Observation Operators¶

Observation operators map model state to observation space. All of them satisfy the pipekit-cycle ObservationOperator Protocol — __call__(state) produces the predicted observation, and linearize(state) returns the tangent-linear (Jacobian) operator that the incremental and posterior-covariance machinery needs. Because conformance is structural, custom operators plug in by matching that signature; nothing here needs to be subclassed. See Observation Operators in the Mathematical Reference for the modelling background.

Core operators¶

LinearObs wraps an explicit observation matrix; MaskedIdentity handles the ubiquitous "observe a subset of grid points" case (satellite tracks, sparse sensor networks); AveragingKernel implements the smoothing kernels of retrieval products such as atmospheric-composition column averages.

vardax — Modular variational data assimilation with learned components.

All public symbols are re-exported from the private _src subpackage so that user code imports from the top-level namespace:

import vardax

model = vardax.FourDVarNet1D(...)

LinearObs ¶

Bases: Module

H(x) = H_mat @ x.

Examples:

>>> import jax.numpy as jnp, lineax as lx
>>> import vardax as vdx
>>> H = lx.MatrixLinearOperator(jnp.eye(3)[:2])
>>> obs = vdx.LinearObs(H_mat=H)
>>> obs(jnp.array([1.0, 2.0, 3.0]))
Array([1., 2.], dtype=float32)
>>> obs.linearize(jnp.zeros(3)) is H
True

Source code in src/vardax/_src/obs_operators/linear.py

class LinearObs(eqx.Module):
    """``H(x) = H_mat @ x``.

    Examples:
        >>> import jax.numpy as jnp, lineax as lx
        >>> import vardax as vdx
        >>> H = lx.MatrixLinearOperator(jnp.eye(3)[:2])
        >>> obs = vdx.LinearObs(H_mat=H)
        >>> obs(jnp.array([1.0, 2.0, 3.0]))
        Array([1., 2.], dtype=float32)
        >>> obs.linearize(jnp.zeros(3)) is H
        True
    """

    H_mat: lx.AbstractLinearOperator

    def __call__(self, x: Float[Array, ...]) -> Float[Array, ...]:
        return self.H_mat.mv(x)

    def linearize(self, x: Float[Array, ...]) -> lx.AbstractLinearOperator:
        """Tangent-linear operator at ``x``: just ``H_mat`` (linear)."""
        return self.H_mat

linearize ¶

linearize(x: Float[Array, ...]) -> AbstractLinearOperator

Tangent-linear operator at x: just H_mat (linear).

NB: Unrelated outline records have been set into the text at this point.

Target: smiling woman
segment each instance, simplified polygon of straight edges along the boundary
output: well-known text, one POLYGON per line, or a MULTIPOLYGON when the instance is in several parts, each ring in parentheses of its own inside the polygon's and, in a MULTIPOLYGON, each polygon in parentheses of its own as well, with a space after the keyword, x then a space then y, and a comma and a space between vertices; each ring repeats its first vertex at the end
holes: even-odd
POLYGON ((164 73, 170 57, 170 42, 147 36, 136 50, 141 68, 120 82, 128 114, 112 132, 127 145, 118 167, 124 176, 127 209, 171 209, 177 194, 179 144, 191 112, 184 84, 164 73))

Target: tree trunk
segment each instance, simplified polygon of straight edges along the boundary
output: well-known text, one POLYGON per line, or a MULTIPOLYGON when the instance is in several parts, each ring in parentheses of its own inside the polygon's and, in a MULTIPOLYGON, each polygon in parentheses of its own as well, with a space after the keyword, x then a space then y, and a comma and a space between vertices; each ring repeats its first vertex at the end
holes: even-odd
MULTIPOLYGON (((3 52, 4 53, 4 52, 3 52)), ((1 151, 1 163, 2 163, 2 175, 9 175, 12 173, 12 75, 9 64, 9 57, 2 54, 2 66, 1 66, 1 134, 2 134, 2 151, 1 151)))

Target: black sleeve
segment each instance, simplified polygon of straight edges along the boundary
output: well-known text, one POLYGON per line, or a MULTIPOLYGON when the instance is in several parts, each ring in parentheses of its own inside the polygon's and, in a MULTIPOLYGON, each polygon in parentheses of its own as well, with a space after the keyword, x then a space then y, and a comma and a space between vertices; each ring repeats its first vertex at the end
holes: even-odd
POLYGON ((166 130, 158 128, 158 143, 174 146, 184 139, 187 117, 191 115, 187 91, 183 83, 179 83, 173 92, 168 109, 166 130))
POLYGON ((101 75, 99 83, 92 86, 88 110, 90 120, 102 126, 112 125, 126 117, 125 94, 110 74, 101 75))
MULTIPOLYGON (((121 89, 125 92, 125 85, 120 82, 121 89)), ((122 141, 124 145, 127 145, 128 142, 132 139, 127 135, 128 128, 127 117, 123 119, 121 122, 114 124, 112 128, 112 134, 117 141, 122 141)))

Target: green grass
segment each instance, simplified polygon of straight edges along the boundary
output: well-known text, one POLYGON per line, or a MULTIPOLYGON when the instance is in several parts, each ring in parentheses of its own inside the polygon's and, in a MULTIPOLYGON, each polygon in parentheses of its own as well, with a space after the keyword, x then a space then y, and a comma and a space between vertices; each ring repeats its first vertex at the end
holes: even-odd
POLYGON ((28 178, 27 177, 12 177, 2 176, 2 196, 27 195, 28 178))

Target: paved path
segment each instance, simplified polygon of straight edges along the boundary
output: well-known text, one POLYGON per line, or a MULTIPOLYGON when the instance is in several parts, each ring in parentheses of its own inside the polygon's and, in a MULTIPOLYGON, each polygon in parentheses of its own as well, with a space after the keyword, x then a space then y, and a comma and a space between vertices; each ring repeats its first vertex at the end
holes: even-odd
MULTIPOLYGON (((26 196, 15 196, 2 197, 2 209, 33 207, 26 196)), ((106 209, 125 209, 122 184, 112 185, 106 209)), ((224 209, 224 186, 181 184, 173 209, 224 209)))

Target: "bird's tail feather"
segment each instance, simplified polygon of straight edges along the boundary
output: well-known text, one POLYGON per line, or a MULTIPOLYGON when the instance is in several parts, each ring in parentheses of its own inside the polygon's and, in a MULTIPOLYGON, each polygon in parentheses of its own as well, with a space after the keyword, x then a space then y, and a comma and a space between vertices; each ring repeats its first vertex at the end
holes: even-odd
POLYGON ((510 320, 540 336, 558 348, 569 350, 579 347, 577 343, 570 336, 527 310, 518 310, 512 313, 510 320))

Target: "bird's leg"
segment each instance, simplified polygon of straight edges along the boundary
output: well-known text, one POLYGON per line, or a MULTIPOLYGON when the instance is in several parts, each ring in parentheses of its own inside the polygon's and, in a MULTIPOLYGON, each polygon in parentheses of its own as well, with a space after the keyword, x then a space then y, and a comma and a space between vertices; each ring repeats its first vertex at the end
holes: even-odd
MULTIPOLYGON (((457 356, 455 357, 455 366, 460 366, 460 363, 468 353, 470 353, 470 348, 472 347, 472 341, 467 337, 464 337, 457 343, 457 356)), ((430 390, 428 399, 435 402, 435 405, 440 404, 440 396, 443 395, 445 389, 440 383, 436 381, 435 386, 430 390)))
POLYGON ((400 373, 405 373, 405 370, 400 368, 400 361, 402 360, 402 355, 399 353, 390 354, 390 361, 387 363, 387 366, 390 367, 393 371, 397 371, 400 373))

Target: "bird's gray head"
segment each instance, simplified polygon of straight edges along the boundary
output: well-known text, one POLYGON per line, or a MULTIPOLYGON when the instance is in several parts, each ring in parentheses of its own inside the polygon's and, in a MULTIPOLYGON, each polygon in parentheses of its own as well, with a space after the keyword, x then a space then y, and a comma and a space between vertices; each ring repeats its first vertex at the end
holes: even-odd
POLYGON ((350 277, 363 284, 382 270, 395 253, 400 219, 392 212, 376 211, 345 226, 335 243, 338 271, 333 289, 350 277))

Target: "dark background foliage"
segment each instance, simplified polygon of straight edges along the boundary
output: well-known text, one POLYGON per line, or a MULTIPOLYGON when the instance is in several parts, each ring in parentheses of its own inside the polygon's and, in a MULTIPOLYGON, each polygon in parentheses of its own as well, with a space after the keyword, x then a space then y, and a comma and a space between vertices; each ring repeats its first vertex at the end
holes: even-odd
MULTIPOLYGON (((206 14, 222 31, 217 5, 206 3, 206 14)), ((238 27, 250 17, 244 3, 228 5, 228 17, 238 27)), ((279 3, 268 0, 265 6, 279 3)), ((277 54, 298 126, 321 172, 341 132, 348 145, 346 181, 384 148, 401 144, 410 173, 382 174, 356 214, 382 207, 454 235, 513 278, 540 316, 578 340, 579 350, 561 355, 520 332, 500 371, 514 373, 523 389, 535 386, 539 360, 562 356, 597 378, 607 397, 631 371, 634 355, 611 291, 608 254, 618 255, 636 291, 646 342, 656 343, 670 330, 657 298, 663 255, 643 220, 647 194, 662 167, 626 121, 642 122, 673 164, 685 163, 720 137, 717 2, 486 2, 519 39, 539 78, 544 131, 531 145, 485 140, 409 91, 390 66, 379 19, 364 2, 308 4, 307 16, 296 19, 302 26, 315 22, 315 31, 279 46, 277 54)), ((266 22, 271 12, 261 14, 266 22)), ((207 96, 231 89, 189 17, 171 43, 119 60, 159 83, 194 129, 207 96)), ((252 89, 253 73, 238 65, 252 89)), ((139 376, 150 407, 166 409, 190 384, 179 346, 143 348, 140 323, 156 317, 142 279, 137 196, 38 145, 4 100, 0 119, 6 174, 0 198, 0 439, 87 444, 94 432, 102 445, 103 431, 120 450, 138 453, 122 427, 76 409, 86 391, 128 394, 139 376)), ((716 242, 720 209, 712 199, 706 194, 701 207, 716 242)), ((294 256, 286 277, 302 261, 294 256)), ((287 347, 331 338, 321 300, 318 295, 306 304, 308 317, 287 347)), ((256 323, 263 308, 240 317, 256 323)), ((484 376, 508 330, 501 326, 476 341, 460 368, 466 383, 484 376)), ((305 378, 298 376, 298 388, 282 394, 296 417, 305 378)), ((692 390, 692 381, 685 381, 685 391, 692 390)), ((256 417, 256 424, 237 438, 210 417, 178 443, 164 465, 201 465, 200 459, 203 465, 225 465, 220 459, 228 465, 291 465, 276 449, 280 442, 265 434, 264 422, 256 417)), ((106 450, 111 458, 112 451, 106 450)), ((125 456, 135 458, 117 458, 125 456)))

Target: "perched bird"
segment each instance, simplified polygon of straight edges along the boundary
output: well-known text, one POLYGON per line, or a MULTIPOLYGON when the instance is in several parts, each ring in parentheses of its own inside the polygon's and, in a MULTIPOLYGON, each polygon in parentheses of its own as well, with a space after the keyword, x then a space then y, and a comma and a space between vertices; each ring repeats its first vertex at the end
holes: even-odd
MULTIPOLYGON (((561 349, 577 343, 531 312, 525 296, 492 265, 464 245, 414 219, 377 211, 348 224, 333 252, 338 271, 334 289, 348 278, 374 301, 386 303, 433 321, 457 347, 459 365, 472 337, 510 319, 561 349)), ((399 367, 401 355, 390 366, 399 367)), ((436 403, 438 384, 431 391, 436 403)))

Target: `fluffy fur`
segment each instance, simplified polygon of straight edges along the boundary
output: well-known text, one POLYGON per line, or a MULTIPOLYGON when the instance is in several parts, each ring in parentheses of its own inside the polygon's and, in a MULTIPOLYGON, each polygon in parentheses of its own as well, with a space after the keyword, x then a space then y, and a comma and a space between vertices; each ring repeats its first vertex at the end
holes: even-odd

Source code in src/vardax/_src/obs_operators/linear.py

def linearize(self, x: Float[Array, ...]) -> lx.AbstractLinearOperator:
    """Tangent-linear operator at ``x``: just ``H_mat`` (linear)."""
    return self.H_mat

MaskedIdentity ¶

Bases: Module

\(H(x) = m \odot x\) with optional element-wise mask.

Stateless: no parameters. The mask can be supplied at call time (per-batch) rather than baked in.

Examples:

>>> import jax.numpy as jnp
>>> import vardax as vdx
>>> op = vdx.MaskedIdentity()
>>> x = jnp.array([1.0, 2.0, 3.0])
>>> op(x, mask=jnp.array([1.0, 0.0, 1.0]))
Array([1., 0., 3.], dtype=float32)
>>> type(op.linearize(x)).__name__
'JacobianLinearOperator'

Source code in src/vardax/_src/obs_operators/masked.py

class MaskedIdentity(eqx.Module):
    r"""$H(x) = m \odot x$ with optional element-wise mask.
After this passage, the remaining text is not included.